Much has been said about that strange organisation, the Norwegian Maoist Party — the AKP in its Norwegian abbreviation — which ran rampant in Norway in the seventies. But as far as Jonas Wergeland was concerned, the most significant political movement of the day, in the long run at any rate, was not the AKP, but the ALP. Anders Lange was not, in himself, a bad man; Jonas did not have the slightest interest in him as a person, what fascinated him was the society which had raised an individual like Anders Lange to prominence, which is to say: Norway. Lange was a symbol, the carrier of alarming symptoms, in the same way as Harastølen, the refugee centre at Luster. He was, among other things, one of the first examples of a growing trend among politicians to become solo performers. And proof that they could get away with this, not to mention actually build up a following, even when they were little short of utter buffoons. Everything hinged on the individual concerned. It was no longer a matter of a political party, but of a skilled demagogue, surrounded by a crowd of whingeing Norwegians who could, what is more, be replaced at regular intervals.

None of this would have been possible, however, had it not been for certain requisite factors, the most important of these being the media and, not least, the television broadcasting service of which Jonas Wergeland himself would one day become a part.
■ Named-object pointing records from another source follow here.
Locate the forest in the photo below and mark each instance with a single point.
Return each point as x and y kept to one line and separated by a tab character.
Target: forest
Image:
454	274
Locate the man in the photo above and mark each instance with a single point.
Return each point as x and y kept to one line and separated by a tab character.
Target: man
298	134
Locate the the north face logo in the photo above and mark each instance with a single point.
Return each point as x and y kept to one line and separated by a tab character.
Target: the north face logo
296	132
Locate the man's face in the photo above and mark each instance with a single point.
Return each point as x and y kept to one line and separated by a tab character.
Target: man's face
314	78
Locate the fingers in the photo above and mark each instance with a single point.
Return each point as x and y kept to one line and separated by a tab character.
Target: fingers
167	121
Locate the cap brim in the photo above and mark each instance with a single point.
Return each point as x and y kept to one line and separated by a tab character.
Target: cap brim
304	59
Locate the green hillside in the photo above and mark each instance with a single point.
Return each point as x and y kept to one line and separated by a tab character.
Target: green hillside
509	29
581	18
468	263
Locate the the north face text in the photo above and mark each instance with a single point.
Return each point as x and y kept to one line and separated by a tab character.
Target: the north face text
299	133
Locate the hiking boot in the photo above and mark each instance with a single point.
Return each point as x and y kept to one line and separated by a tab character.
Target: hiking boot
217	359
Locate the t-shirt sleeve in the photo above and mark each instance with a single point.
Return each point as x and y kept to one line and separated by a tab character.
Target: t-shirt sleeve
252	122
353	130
With Anders Lange’s Party — not the man, but the phenomenon: the combination of rapacious media and one figure as catalyst, began the decline of civilised politics. Within just a few months a handful of individuals succeeded, with the help of the media, in totally vulgarising the Norwegian political scene. It did not take long for every politician to realise that presentation was more important than substance, that one might as well master the rhetoric of advertising right at the start. The politicians, press and TV entered into a symbiosis of sorts: each ensuring the other of publicity, however short-lived, and whatever the cost.